In Practical Common Lisp, Peter Seibel write:
The mechanism by which multiple values are returned is implementation dependent just like the mechanism for passing arguments into functions is. Almost all language constructs that return the value of some subform will "pass through" multiple values, returning all the values returned by the subform. Thus, a function that returns the result of calling VALUES or VALUES-LIST will itself return multiple values--and so will another function whose result comes from calling the first function. And so on.
The implementation dependent does worry me. My understanding is that the following code might just return primary value:
> (defun f ()
(values 'a 'b))
> (defun g ()
(f))
> (g) ; ==> a ? or a b ?
If so, does it mean that I should use this feature sparingly?
Any help is appreciated.
It's implementation-dependent in the sense that how multiple values are returned at the CPU level may vary from implementation to implementation. However, the semantics are well-specified at the language level and you generally do not need to be concerned about the low-level implementation.
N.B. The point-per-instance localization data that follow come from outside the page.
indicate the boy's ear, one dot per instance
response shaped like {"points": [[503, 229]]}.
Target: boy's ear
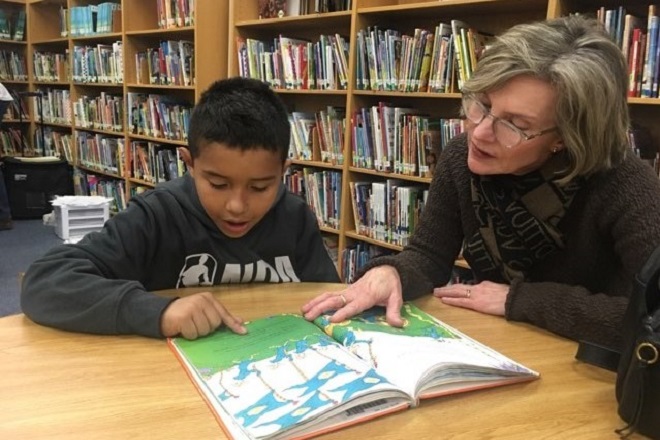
{"points": [[186, 157]]}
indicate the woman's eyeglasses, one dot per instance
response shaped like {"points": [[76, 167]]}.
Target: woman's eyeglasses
{"points": [[505, 132]]}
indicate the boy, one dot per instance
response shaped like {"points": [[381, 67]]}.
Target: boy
{"points": [[228, 220]]}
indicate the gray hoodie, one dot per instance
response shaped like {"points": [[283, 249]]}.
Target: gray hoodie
{"points": [[166, 240]]}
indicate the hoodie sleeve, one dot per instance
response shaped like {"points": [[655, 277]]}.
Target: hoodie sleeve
{"points": [[95, 286], [311, 254]]}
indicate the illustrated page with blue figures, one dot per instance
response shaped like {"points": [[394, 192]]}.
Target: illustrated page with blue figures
{"points": [[285, 378], [425, 358]]}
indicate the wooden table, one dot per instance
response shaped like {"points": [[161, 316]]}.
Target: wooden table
{"points": [[61, 385]]}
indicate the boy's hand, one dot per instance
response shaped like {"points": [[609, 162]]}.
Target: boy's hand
{"points": [[197, 315], [380, 286]]}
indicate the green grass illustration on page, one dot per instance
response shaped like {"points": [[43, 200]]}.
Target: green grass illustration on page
{"points": [[222, 349], [416, 323]]}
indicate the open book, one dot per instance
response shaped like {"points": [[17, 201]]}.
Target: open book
{"points": [[292, 378]]}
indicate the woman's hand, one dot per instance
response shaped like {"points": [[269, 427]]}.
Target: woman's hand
{"points": [[197, 315], [486, 297], [380, 286]]}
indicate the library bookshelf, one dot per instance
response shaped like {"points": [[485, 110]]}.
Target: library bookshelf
{"points": [[14, 76], [95, 110], [405, 16]]}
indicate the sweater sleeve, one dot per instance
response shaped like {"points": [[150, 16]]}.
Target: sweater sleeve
{"points": [[94, 286], [428, 260], [624, 209], [311, 254]]}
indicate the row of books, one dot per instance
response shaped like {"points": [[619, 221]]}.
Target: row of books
{"points": [[155, 163], [103, 63], [88, 184], [294, 8], [55, 143], [56, 105], [293, 63], [102, 18], [51, 66], [639, 39], [17, 109], [175, 13], [12, 66], [103, 112], [356, 256], [100, 152], [12, 141], [158, 116], [399, 139], [425, 61], [12, 24], [171, 63], [320, 189], [387, 211], [318, 136]]}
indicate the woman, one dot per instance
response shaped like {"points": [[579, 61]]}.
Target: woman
{"points": [[554, 213]]}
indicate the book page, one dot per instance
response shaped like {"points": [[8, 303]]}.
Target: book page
{"points": [[426, 357], [285, 377]]}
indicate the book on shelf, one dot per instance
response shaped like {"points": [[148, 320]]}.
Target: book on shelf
{"points": [[288, 377]]}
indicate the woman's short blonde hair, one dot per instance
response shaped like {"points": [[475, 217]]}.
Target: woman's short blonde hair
{"points": [[588, 71]]}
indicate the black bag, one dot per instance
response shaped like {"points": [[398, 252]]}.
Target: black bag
{"points": [[638, 365], [638, 373], [32, 185]]}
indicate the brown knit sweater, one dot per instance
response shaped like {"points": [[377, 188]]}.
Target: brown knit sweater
{"points": [[579, 292]]}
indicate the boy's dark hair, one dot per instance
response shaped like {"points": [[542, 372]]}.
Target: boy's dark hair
{"points": [[241, 113]]}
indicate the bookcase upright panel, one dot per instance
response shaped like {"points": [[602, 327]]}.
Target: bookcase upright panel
{"points": [[124, 30]]}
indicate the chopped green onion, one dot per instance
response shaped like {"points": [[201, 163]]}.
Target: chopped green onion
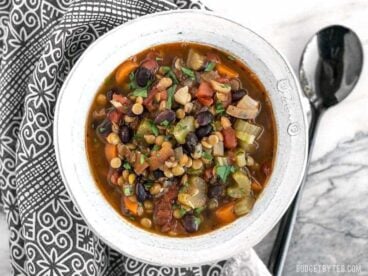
{"points": [[165, 123], [127, 166], [210, 66], [188, 72], [170, 96], [140, 92], [224, 171], [198, 211], [219, 108]]}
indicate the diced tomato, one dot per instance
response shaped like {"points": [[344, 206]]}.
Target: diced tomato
{"points": [[121, 99], [223, 79], [205, 94], [150, 64], [208, 174], [229, 138], [213, 57]]}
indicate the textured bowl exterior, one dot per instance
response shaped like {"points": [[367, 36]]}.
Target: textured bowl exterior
{"points": [[202, 27]]}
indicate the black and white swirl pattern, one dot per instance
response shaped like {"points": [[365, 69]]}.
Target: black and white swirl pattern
{"points": [[40, 41]]}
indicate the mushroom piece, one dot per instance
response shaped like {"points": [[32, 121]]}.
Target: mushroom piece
{"points": [[195, 60]]}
See section 2.5, "Function result protocol", of The Movitz development platform for an example of how one implementation handles multiple return values:
The CPU’s carry flag (i.e. the CF bit in the eflags register) is used to signal whether anything other than precisely one value is being returned. Whenever CF is set, ecx holds the number of values returned. When CF is cleared, a single value in eax is implied. A function’s primary value is always returned in eax. That is, even when zero values are returned, eax is loaded with nil.
It's this kind of low-level detail that may vary from implementation to implementation.